- The Washington Times - Wednesday, August 20, 2003

Crazy Joe, a Customs and Border Protection drug-detector canine, has been named the top service dog in the United States after helping seize more than $13 million in illicit narcotics.

The award, given as a part of an international program known as Paws to Recognize that honors the contributions of professional service dogs, was accepted by Robert C. Bonner, former U.S. Customs Service commissioner who now heads CBP.

Crazy Joe was among six finalists for the award from over 15,000 nominees. The winner was announced yesterday in New York. He and his handler, Canine Enforcement Officer Cindy Grob, will receive a medal today during ceremonies at the Humane Society of the United States in Washington.

“Crazy Joe works with such enthusiasm and perseverance that together we are a very effective team,” said Officer Grob. “Working together, we are trying to make a difference. On his behalf, I want to thank the many people who have recognized both him and his work.”

The other finalists were Roselle, a Labrador retriever who helped guide her blind partner to safety from the 78th floor of the World Trade Center on September 11; Jake, a Labrador retriever who helped search the World Trade Center for survivors; Remington, a Labrador retriever who assists U.S. Capitol Police search for explosives; Zorra, a mixed-breed dog who helps therapy patients at a Virginia hospital; and Peekaboo, a papillon who helped her owner pursue a career.

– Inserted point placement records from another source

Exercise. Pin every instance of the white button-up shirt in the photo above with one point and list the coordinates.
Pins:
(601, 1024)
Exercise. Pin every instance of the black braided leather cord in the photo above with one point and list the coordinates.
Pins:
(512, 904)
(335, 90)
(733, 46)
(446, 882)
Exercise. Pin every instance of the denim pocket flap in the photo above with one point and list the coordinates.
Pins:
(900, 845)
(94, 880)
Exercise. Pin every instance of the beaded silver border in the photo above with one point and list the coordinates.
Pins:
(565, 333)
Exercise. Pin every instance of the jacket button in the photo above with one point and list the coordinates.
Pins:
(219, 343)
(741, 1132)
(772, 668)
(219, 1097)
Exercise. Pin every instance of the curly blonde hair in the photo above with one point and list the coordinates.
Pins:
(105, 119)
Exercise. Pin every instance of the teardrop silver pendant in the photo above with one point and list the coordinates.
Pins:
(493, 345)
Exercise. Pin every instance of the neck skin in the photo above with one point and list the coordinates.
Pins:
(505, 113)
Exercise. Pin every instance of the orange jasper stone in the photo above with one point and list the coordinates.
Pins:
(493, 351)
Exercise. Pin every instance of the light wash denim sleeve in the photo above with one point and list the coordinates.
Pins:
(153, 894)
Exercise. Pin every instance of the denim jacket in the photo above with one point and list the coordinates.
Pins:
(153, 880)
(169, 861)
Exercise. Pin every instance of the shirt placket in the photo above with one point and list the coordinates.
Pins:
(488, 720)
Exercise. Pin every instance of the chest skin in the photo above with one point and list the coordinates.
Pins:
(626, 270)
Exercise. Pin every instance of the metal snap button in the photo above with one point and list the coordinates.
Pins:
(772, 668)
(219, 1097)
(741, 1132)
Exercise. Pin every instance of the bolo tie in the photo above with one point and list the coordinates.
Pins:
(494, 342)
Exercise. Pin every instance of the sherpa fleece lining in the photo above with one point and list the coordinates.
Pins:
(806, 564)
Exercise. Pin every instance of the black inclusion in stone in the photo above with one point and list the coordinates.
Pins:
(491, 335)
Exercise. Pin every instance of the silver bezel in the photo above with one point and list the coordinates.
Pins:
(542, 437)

Crazy Joe, a male yellow Labrador retriever, began his law enforcement career in 1998 with the U.S. Customs Service. He was selected as the winner in the contest not only because of his numerous narcotics seizures and contributions to the education of children, but also because he, like many of the CBP canines, came to the agency from an animal shelter.

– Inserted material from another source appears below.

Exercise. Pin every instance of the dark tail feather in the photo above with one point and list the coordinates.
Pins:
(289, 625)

Mr. Bonner said Crazy Joe began his law enforcement career at Washington Dulles International Airport, with his first partner, Canine Enforcement Officer David Snyder. He was credited with sniffing out 17 pounds of marijuana hidden in a cardboard box with cellophane and black pepper; 531 grams of crack cocaine and 54 grams of marijuana inside a closet wall at a private residence; and 683 grams of crack cocaine and 199 grams of marijuana hidden in two vehicles.

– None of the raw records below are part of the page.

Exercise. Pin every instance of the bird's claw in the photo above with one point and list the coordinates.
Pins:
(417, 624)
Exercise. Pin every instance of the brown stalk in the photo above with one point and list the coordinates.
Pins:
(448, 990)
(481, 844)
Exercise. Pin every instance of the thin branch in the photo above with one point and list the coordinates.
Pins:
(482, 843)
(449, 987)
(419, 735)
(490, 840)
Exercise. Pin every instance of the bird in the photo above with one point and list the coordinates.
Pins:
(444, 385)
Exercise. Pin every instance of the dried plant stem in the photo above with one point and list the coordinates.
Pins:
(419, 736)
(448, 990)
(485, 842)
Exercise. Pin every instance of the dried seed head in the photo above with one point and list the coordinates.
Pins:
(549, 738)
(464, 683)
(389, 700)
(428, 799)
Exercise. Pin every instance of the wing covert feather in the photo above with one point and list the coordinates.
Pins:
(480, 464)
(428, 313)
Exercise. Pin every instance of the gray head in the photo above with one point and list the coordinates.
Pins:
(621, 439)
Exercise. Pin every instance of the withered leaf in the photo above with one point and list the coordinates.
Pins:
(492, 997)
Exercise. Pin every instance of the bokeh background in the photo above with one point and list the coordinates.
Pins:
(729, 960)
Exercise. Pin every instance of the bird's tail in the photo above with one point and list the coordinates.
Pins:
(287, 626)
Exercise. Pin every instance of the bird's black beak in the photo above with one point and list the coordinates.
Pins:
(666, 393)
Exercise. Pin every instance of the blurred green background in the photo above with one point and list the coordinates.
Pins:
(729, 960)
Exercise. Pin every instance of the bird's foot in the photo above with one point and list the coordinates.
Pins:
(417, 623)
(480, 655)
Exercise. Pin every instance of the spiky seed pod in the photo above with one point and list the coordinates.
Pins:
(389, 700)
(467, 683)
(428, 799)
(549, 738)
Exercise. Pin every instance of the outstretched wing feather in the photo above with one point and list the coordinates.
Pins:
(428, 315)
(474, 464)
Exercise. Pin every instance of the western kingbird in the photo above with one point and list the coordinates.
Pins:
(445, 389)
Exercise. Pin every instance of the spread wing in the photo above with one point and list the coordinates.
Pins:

In 2001, Crazy Joe returned to the Canine Enforcement Training Center in Front Royal, Va., and was the focus of attention by holding the position of “demo” dog. He participated in numerous demonstrations throughout Washington and Virginia, spreading the message to schoolchildren about the dangers of narcotics. Last year, after completing his tour of duty at the training center, he was assigned to Officer Grob and the pair was sent to John F. Kennedy International Airport in New York.

Mr. Bonner said Officer Grob and Crazy Joe have since made numerous narcotic seizures, including 2,854 grams of cocaine concealed in a false-bottom suitcase that resulted in five arrests; 1,054 grams of cocaine in the belly of an aircraft; 1,790.1 grams of heroin in a false-bottom suitcase, leading to the discovery of a passenger who swallowed 76 pellets of heroin; and two suitcases containing coat jackets lined with 1,238 grams of heroin.

He said Crazy Joe’s most recent seizure was 17 pounds of cocaine found in a false-bottom suitcase, which also contained three cheese cans of cocaine.

“The smugglers have attempted to conceal the odor of the smuggled narcotics from Crazy Joe, but even through the odor of hot peppers, mothballs, duct tape, molasses, cellophane and black pepper, Crazy Joe has proven he is definitely ‘top dog’ when it comes to discovering narcotics,” Mr. Bonner said. “He’s crazy like a fox.”

Crazy Joe will have his paw prints enshrined in cement, creating a Canine World Heroes Walk of Fame.